The role of solute polarizability and microenvironment in the spectroscopic behaviour of the local anesthetic drug - bupivacaine

Abstract

The solvent dependent ground- and excited-state photophysical and photochemical properties of the local anesthetic drug – bupivacaine (BUP) – have been studied using a steady-state spectroscopic technique. The Kamlet-Taft solvent scale was used to describe the solvatochromism of BUP in terms of non-specific (dipole-dipole) and specific (hydrogen bonding) solute-solvent interactions. The performed analysis indicates that the major factor responsible for the shift of the absorption and fluorescence bands is solvent polarity, while the solvent acidity and basicity have a less significant effect. Finally, it has also been shown how the solvatochromic equations can be used, in principle, to obtain estimates for the ground- and excited-state (Franck-Condon and relaxed) dipole moments, the difference thereof and the polarizability of BUP from a simple analysis of spectral shift data (solvatochromic methods of Lippert and Mataga, McRae, Bakhshiev and Mataga and Kubota) and multiple linear regression analysis (model of solvatochromism developed by Bayliss, McRae and Ooshika).
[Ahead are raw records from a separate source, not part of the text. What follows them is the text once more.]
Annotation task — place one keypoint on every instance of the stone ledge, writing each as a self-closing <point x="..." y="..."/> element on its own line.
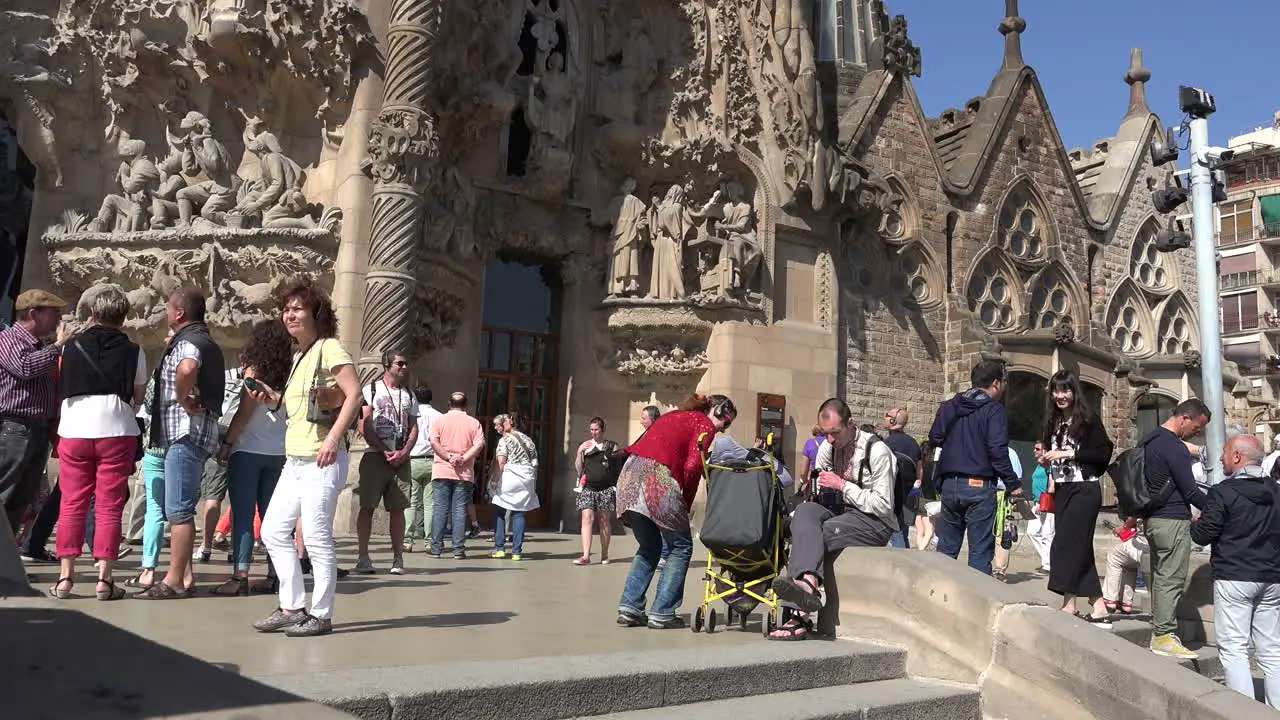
<point x="593" y="684"/>
<point x="1029" y="661"/>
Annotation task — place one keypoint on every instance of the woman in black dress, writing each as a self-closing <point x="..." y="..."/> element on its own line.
<point x="1077" y="455"/>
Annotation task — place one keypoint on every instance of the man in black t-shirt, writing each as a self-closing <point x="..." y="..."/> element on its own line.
<point x="904" y="446"/>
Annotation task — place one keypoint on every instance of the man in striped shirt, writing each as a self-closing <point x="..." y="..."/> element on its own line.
<point x="28" y="397"/>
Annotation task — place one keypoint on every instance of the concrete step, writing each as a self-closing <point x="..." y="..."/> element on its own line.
<point x="552" y="688"/>
<point x="885" y="700"/>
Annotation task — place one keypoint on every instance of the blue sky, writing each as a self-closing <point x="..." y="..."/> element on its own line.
<point x="1080" y="51"/>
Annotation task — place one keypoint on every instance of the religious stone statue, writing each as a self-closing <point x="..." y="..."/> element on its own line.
<point x="26" y="77"/>
<point x="624" y="89"/>
<point x="629" y="217"/>
<point x="275" y="197"/>
<point x="670" y="224"/>
<point x="735" y="232"/>
<point x="552" y="106"/>
<point x="138" y="180"/>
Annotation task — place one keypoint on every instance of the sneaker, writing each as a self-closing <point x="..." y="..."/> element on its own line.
<point x="279" y="620"/>
<point x="672" y="623"/>
<point x="310" y="628"/>
<point x="1170" y="646"/>
<point x="39" y="556"/>
<point x="629" y="620"/>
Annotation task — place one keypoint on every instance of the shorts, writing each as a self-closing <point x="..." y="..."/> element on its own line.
<point x="599" y="500"/>
<point x="379" y="482"/>
<point x="213" y="482"/>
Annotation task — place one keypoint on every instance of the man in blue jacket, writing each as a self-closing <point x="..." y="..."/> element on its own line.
<point x="972" y="431"/>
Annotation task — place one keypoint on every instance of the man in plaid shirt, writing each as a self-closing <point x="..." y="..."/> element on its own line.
<point x="186" y="406"/>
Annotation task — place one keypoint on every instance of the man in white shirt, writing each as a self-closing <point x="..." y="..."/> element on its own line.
<point x="420" y="458"/>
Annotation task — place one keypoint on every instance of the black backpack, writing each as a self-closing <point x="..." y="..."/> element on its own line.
<point x="1129" y="474"/>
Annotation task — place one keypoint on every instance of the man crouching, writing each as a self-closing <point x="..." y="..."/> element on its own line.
<point x="853" y="506"/>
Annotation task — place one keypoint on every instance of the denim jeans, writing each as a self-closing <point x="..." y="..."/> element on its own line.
<point x="183" y="470"/>
<point x="1242" y="610"/>
<point x="446" y="496"/>
<point x="23" y="452"/>
<point x="251" y="479"/>
<point x="152" y="524"/>
<point x="499" y="529"/>
<point x="671" y="584"/>
<point x="967" y="506"/>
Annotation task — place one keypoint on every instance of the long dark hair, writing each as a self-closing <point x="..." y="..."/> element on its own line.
<point x="1080" y="411"/>
<point x="269" y="351"/>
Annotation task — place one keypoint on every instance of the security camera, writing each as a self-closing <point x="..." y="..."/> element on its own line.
<point x="1196" y="101"/>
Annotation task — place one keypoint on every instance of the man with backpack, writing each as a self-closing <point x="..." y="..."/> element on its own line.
<point x="853" y="505"/>
<point x="1170" y="490"/>
<point x="972" y="429"/>
<point x="906" y="451"/>
<point x="1242" y="522"/>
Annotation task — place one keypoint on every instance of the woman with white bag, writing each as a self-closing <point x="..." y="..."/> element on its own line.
<point x="513" y="486"/>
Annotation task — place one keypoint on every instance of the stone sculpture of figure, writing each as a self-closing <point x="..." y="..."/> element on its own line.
<point x="629" y="217"/>
<point x="552" y="105"/>
<point x="275" y="196"/>
<point x="26" y="77"/>
<point x="736" y="233"/>
<point x="208" y="165"/>
<point x="625" y="87"/>
<point x="138" y="180"/>
<point x="670" y="224"/>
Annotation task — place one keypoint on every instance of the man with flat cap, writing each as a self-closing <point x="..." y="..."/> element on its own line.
<point x="28" y="397"/>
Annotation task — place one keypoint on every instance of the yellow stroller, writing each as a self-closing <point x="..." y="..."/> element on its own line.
<point x="743" y="533"/>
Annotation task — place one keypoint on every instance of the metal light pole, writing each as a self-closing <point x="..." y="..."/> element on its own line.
<point x="1206" y="279"/>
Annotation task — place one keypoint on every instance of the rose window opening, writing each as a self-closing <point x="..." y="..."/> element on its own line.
<point x="991" y="296"/>
<point x="1175" y="335"/>
<point x="1050" y="304"/>
<point x="1147" y="263"/>
<point x="1020" y="229"/>
<point x="1125" y="327"/>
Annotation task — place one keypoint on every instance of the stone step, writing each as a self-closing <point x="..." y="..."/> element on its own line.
<point x="553" y="688"/>
<point x="864" y="701"/>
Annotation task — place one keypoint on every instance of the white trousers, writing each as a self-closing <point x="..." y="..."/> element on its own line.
<point x="311" y="493"/>
<point x="1041" y="531"/>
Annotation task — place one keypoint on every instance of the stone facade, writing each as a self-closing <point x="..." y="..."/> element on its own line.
<point x="711" y="204"/>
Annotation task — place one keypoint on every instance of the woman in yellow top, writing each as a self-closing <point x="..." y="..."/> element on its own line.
<point x="315" y="466"/>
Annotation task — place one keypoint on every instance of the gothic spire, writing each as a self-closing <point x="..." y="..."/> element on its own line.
<point x="1137" y="78"/>
<point x="1011" y="27"/>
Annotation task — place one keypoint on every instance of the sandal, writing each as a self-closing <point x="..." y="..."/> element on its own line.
<point x="790" y="591"/>
<point x="62" y="593"/>
<point x="233" y="587"/>
<point x="160" y="591"/>
<point x="794" y="629"/>
<point x="266" y="586"/>
<point x="112" y="592"/>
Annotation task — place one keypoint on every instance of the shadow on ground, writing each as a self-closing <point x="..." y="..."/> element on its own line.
<point x="64" y="664"/>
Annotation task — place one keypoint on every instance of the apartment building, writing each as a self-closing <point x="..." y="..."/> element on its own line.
<point x="1248" y="244"/>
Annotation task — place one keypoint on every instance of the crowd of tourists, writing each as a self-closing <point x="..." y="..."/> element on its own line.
<point x="274" y="433"/>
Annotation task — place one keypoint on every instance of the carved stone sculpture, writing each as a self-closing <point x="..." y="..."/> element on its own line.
<point x="670" y="224"/>
<point x="138" y="180"/>
<point x="629" y="217"/>
<point x="622" y="91"/>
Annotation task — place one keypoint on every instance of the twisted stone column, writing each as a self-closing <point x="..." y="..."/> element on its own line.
<point x="402" y="147"/>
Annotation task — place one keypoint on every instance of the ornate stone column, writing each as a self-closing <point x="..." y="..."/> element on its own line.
<point x="402" y="146"/>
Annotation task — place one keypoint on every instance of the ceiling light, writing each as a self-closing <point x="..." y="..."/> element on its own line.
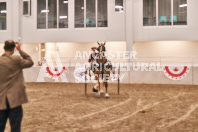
<point x="44" y="11"/>
<point x="3" y="11"/>
<point x="63" y="17"/>
<point x="65" y="2"/>
<point x="183" y="5"/>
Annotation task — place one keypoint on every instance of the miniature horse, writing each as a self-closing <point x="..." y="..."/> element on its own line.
<point x="101" y="69"/>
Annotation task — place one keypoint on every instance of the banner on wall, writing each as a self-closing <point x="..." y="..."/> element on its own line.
<point x="53" y="68"/>
<point x="176" y="72"/>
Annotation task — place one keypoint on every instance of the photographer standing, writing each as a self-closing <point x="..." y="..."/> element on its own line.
<point x="12" y="86"/>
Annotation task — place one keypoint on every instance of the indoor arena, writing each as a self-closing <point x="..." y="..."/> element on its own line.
<point x="98" y="66"/>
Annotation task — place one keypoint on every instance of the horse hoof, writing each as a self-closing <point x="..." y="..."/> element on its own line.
<point x="107" y="96"/>
<point x="95" y="90"/>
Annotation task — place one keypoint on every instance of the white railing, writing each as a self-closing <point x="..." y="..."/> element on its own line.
<point x="165" y="60"/>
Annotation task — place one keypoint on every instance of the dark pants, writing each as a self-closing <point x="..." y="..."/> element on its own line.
<point x="15" y="117"/>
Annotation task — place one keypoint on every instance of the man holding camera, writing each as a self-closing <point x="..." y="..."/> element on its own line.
<point x="12" y="86"/>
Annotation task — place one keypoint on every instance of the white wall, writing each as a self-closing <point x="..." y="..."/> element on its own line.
<point x="154" y="33"/>
<point x="114" y="32"/>
<point x="166" y="48"/>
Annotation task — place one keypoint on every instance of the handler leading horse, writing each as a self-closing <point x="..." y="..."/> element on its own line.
<point x="101" y="68"/>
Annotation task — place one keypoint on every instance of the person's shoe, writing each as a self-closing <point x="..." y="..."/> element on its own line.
<point x="95" y="90"/>
<point x="107" y="96"/>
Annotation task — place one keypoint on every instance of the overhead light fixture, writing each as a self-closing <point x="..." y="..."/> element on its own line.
<point x="65" y="2"/>
<point x="63" y="17"/>
<point x="44" y="11"/>
<point x="183" y="5"/>
<point x="3" y="11"/>
<point x="118" y="7"/>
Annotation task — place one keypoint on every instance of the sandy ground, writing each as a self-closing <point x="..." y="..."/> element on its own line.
<point x="56" y="107"/>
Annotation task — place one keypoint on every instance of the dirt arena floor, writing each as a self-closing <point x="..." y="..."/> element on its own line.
<point x="59" y="107"/>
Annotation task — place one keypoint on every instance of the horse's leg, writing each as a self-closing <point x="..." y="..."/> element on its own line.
<point x="95" y="88"/>
<point x="105" y="83"/>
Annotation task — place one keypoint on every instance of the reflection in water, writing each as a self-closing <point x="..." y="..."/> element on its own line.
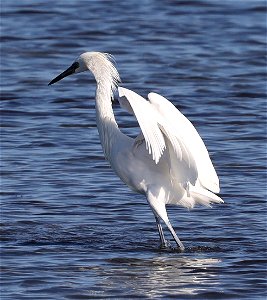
<point x="157" y="276"/>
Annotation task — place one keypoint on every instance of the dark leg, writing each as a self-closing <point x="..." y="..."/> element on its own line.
<point x="177" y="240"/>
<point x="164" y="243"/>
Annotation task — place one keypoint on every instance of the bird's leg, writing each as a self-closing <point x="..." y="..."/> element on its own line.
<point x="177" y="240"/>
<point x="163" y="241"/>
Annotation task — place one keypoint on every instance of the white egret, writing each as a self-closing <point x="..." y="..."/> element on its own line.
<point x="167" y="162"/>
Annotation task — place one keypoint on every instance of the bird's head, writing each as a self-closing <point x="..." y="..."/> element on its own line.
<point x="100" y="64"/>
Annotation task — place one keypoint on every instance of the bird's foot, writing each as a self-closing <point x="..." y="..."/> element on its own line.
<point x="165" y="245"/>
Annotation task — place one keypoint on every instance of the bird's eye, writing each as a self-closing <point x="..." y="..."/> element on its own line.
<point x="75" y="65"/>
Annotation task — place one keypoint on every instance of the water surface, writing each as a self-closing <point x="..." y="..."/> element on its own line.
<point x="69" y="228"/>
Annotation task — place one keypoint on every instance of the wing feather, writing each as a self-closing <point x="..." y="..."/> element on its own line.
<point x="159" y="134"/>
<point x="147" y="119"/>
<point x="190" y="138"/>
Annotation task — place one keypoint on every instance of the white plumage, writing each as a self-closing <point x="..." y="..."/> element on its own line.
<point x="168" y="161"/>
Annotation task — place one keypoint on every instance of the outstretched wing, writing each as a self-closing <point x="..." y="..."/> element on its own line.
<point x="159" y="134"/>
<point x="206" y="173"/>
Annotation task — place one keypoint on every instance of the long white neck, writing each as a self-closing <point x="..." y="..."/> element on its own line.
<point x="107" y="78"/>
<point x="107" y="127"/>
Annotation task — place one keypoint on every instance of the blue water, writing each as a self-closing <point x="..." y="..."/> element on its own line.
<point x="69" y="228"/>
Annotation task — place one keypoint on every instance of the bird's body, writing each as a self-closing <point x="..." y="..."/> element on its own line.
<point x="168" y="161"/>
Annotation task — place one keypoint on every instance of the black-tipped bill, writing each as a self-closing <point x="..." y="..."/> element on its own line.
<point x="66" y="73"/>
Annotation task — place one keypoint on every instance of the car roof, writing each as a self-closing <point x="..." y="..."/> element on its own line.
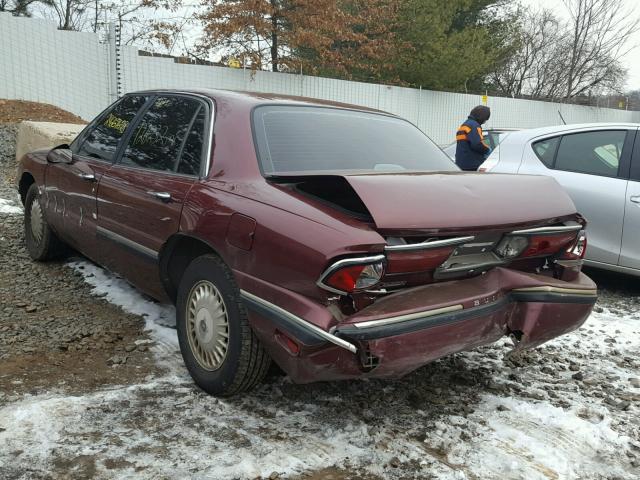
<point x="258" y="98"/>
<point x="572" y="127"/>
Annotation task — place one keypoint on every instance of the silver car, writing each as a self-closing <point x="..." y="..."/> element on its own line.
<point x="599" y="167"/>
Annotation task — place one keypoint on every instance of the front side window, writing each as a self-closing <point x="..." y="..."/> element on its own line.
<point x="102" y="142"/>
<point x="596" y="153"/>
<point x="294" y="139"/>
<point x="545" y="150"/>
<point x="158" y="138"/>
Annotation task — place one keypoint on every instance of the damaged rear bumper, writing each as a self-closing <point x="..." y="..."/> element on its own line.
<point x="406" y="330"/>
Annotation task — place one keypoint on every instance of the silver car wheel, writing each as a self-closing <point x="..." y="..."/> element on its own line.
<point x="207" y="325"/>
<point x="36" y="221"/>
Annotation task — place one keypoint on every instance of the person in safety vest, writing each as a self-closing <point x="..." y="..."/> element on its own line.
<point x="471" y="149"/>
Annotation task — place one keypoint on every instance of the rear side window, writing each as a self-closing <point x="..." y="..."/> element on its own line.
<point x="158" y="138"/>
<point x="596" y="153"/>
<point x="304" y="139"/>
<point x="102" y="141"/>
<point x="192" y="151"/>
<point x="545" y="150"/>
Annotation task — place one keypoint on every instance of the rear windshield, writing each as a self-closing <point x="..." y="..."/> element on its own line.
<point x="292" y="139"/>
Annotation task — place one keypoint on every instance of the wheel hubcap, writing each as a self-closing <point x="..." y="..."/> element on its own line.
<point x="37" y="222"/>
<point x="207" y="325"/>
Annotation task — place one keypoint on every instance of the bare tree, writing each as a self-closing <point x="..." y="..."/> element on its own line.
<point x="71" y="14"/>
<point x="533" y="68"/>
<point x="563" y="60"/>
<point x="17" y="7"/>
<point x="600" y="34"/>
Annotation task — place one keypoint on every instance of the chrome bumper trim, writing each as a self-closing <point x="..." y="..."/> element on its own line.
<point x="543" y="230"/>
<point x="447" y="242"/>
<point x="589" y="292"/>
<point x="410" y="316"/>
<point x="303" y="323"/>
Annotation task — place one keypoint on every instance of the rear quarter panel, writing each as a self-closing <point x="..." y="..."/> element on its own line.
<point x="289" y="250"/>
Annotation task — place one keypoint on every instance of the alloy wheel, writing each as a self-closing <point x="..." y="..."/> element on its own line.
<point x="207" y="325"/>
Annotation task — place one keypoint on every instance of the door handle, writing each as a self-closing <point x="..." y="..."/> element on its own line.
<point x="89" y="177"/>
<point x="164" y="196"/>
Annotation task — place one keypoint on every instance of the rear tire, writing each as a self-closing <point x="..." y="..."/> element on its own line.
<point x="42" y="244"/>
<point x="220" y="350"/>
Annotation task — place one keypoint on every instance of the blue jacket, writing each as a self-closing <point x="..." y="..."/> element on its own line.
<point x="471" y="149"/>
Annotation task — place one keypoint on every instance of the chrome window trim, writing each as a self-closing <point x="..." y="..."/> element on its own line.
<point x="343" y="263"/>
<point x="428" y="245"/>
<point x="564" y="228"/>
<point x="320" y="332"/>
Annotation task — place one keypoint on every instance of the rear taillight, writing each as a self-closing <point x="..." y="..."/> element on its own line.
<point x="578" y="249"/>
<point x="543" y="245"/>
<point x="537" y="243"/>
<point x="353" y="274"/>
<point x="417" y="261"/>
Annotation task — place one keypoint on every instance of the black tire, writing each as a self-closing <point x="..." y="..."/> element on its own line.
<point x="246" y="362"/>
<point x="44" y="245"/>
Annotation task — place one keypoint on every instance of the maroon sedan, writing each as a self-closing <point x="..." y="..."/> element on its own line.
<point x="336" y="240"/>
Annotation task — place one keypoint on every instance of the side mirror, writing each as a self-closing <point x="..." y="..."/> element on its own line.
<point x="60" y="154"/>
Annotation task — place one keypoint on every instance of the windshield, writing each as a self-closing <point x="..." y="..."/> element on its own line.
<point x="292" y="139"/>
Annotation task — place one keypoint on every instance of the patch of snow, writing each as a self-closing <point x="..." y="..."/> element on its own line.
<point x="537" y="441"/>
<point x="159" y="318"/>
<point x="168" y="427"/>
<point x="7" y="207"/>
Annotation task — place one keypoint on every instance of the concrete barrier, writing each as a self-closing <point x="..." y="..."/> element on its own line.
<point x="35" y="135"/>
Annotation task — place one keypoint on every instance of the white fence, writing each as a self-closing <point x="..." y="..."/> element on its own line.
<point x="78" y="73"/>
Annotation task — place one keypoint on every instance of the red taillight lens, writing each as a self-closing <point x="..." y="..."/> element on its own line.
<point x="541" y="245"/>
<point x="534" y="245"/>
<point x="578" y="249"/>
<point x="345" y="279"/>
<point x="349" y="275"/>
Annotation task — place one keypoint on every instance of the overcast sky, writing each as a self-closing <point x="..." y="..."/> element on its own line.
<point x="632" y="59"/>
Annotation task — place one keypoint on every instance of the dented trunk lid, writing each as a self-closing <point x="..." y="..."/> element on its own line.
<point x="459" y="201"/>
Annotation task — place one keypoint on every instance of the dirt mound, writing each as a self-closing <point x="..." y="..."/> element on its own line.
<point x="13" y="111"/>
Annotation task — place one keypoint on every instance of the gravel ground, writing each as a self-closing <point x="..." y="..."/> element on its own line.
<point x="68" y="408"/>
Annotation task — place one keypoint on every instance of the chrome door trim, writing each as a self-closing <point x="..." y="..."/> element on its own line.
<point x="130" y="244"/>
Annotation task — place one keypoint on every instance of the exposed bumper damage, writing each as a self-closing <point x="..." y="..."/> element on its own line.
<point x="406" y="330"/>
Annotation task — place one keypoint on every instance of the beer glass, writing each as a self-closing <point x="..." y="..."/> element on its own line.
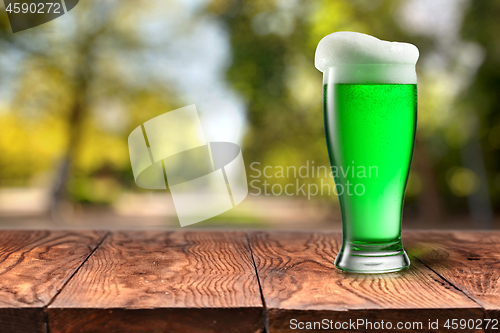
<point x="370" y="133"/>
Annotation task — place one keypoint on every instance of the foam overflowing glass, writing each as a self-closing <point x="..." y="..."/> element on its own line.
<point x="370" y="115"/>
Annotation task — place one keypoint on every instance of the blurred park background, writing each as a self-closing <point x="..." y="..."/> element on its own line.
<point x="73" y="89"/>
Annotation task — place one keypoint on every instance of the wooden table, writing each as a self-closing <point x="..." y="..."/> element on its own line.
<point x="208" y="281"/>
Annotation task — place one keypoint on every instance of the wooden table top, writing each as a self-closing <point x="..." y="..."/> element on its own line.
<point x="234" y="281"/>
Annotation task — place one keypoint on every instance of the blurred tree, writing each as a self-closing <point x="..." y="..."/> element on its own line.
<point x="480" y="26"/>
<point x="75" y="87"/>
<point x="273" y="45"/>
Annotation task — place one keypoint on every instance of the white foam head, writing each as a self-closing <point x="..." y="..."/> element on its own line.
<point x="351" y="57"/>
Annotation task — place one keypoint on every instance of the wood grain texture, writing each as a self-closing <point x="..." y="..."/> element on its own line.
<point x="468" y="260"/>
<point x="153" y="281"/>
<point x="34" y="266"/>
<point x="299" y="281"/>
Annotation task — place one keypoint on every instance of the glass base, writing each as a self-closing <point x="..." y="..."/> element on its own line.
<point x="372" y="259"/>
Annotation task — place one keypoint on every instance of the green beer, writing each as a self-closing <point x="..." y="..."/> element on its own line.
<point x="370" y="116"/>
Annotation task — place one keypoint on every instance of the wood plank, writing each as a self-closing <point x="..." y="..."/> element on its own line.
<point x="153" y="281"/>
<point x="34" y="266"/>
<point x="468" y="260"/>
<point x="299" y="281"/>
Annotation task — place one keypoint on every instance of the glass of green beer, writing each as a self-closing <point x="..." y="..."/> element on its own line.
<point x="370" y="117"/>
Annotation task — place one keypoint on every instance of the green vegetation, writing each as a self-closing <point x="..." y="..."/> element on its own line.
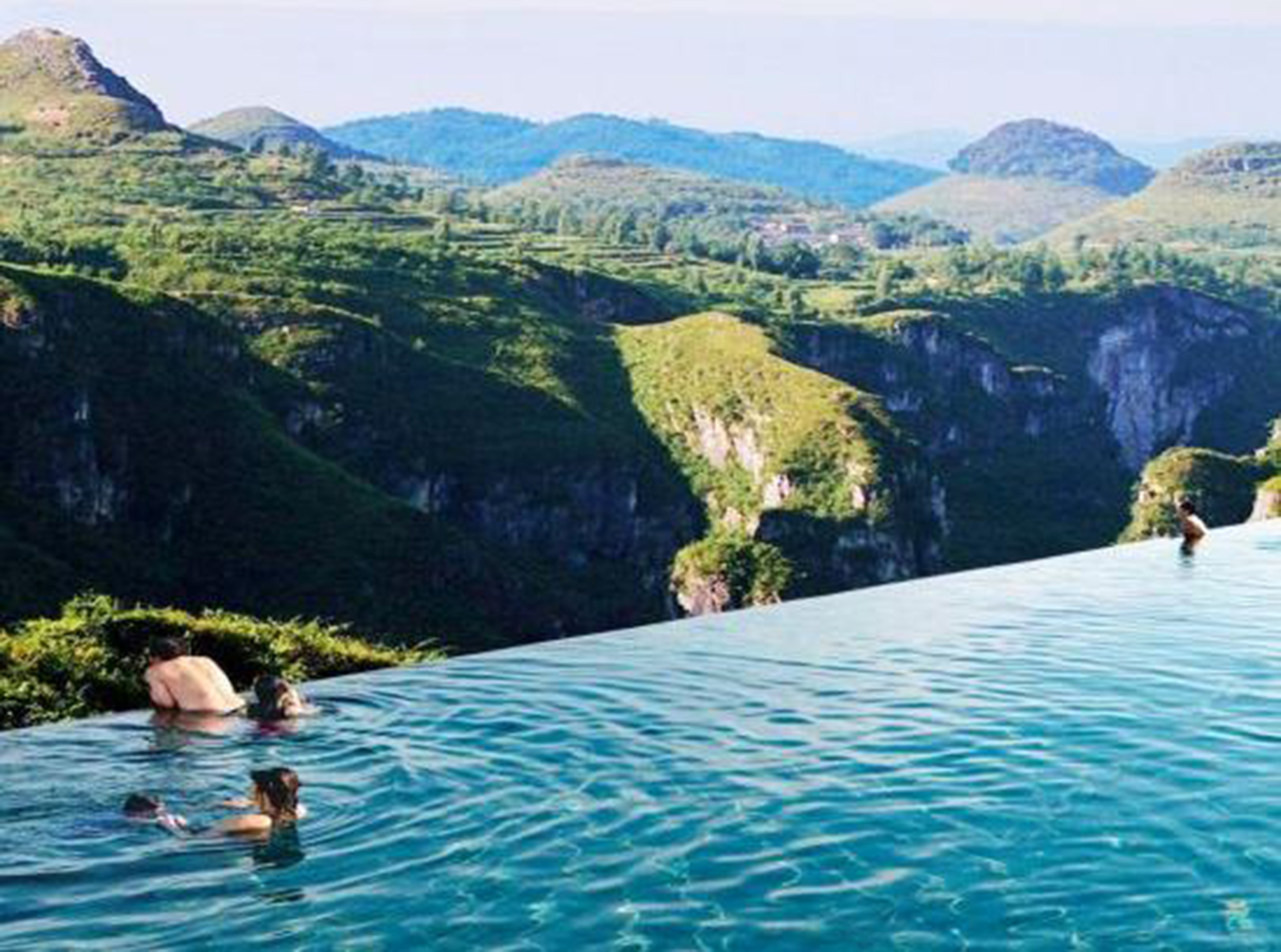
<point x="264" y="130"/>
<point x="1040" y="149"/>
<point x="55" y="92"/>
<point x="91" y="656"/>
<point x="1224" y="489"/>
<point x="1024" y="180"/>
<point x="495" y="149"/>
<point x="780" y="453"/>
<point x="283" y="386"/>
<point x="757" y="227"/>
<point x="1002" y="210"/>
<point x="733" y="571"/>
<point x="1226" y="200"/>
In addition, an innovative physical treatment was used, consisting of a non-linear fit of the absorption and emission spectral shift data using the theoretical model of solvatochromism developed by Bilot and Kawski and visualisation of the least squares coefficient (χ2) on a 3D map as a function of the solute polarizability and the gas phase absorption or fluorescence energies. Since the solute polarizability can affect both the electronic characteristics and the reactivity of the molecule, our investigations may have significant implications for the development of the pharmaceutical industry (understanding of the influence of the environment on intermolecular processes occurring in the drug-medium system).